NOTE: This notebook is specifically catered/tested using Google Colaboratory

In [None]:
!pip3 install simpletransformers

Simply using pip to install apex causes a conflict for python3. This is a way to
deal with the issue I found from
https://stackoverflow.com/questions/57284345/how-to-install-nvidia-apex-on-google-colab

In [None]:
%%writefile setup.sh

git clone https://github.com/NVIDIA/apex
pip install -v --no-cache-dir --global-option="--cpp_ext" --global-option="--cuda_ext" ./apex

In [None]:
# Install apex
!sh setup.sh

In [None]:
from simpletransformers.classification import ClassificationModel
import pandas as pd
import logging
from sklearn.model_selection import train_test_split
from bs4 import BeautifulSoup
import re
from sklearn.metrics import classification_report

In [None]:
logging.basicConfig(level=logging.INFO)
transformers_logger = logging.getLogger('transformers')
transformers_logger.setLevel(logging.WARNING)

In [None]:
def getCleanReview(review):
  # Remove markdown and HTML tags
  clean_review = BeautifulSoup(review).get_text()
  # Remove escape character
  no_escape = clean_review.replace('\\', '')
  # get_text() surrounds the string in quotes, so return only whats inside those quotes
  return no_escape[1:-1]

def labeledDataForBert(data):
  reviews = list(data['review'])
  labels = list(data['sentiment'])
  clean_list = []
  for review, label in zip(reviews, labels):
    clean_list.append([getCleanReview(review), label])

  return pd.DataFrame(clean_list)

def unlabeledDataForBert(data):
  reviews = list(data['review'])
  clean_list = []
  for review in reviews:
    clean_list.append(getCleanReview(review))

  return clean_list

We used train_test_split() from sklearn to evaluate our model in the early stages.
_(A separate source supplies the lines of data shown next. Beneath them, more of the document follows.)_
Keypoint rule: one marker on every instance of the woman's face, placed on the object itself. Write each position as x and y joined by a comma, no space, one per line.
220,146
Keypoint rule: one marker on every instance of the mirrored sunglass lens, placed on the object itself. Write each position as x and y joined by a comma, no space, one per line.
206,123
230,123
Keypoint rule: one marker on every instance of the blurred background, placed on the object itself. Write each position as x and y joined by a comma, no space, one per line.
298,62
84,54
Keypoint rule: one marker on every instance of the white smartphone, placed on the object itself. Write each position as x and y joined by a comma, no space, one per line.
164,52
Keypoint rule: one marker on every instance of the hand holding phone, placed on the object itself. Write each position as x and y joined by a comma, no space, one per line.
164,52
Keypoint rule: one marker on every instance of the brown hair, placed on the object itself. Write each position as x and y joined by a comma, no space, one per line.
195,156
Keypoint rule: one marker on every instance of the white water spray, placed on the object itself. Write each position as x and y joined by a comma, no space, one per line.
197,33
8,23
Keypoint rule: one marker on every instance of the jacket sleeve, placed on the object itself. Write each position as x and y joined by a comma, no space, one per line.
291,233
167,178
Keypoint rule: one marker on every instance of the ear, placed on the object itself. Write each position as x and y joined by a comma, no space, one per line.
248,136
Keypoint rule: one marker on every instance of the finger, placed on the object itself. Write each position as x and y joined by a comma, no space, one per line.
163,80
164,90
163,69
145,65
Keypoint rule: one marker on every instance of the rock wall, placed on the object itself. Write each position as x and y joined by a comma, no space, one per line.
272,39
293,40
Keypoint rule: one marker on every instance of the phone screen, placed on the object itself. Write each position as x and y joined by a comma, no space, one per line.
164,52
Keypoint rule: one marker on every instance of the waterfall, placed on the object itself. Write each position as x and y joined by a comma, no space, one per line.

However, because RoBERTa models specifically benefit from having larger training sets, we submit without using a local test set

In [None]:
data = pd.read_csv('labeledTrainData.tsv', header=0, quoting=3, delimiter='\t')

train_data = labeledDataForBert(data)
print(f'Train data has {len(train_data)} entries')

In [None]:
model_args={'reprocess_input_data': False, # decreases train time if training on same data multiple times
            'overwrite_output_dir': True,
            'sliding_window': True, # better word context and part-of-speech prediction
            'num_train_epochs': 1,
            'do_lower_case': True, # does not take capitalization into account
            'save_eval_checkpoints': False, # decreases disk space used
            'save_model_every_epoch': False
            }

model = ClassificationModel('roberta', 'roberta-base', args=model_args)
model.train_model(train_data)

In [None]:
test_data = pd.read_csv('testData.tsv', header=0, quoting=3, delimiter='\t')

clean_test_data = unlabeledDataForBert(test_data)
predictions, _ = model.predict(clean_test_data)

In [None]:
submission_df = pd.DataFrame(data={'id': list(test_data['id']), 'sentiment': predictions})

# Remove quotation marks from test data 'id' field
clean_ids = []
for id in list(submission_df['id']):
  clean_id = re.sub('["]', '', id)
  clean_ids.append(clean_id)

submission_df['id'] = clean_ids
submission_df.set_index(keys=['id'], drop=True, inplace=True)
submission_df.to_csv('submission.csv')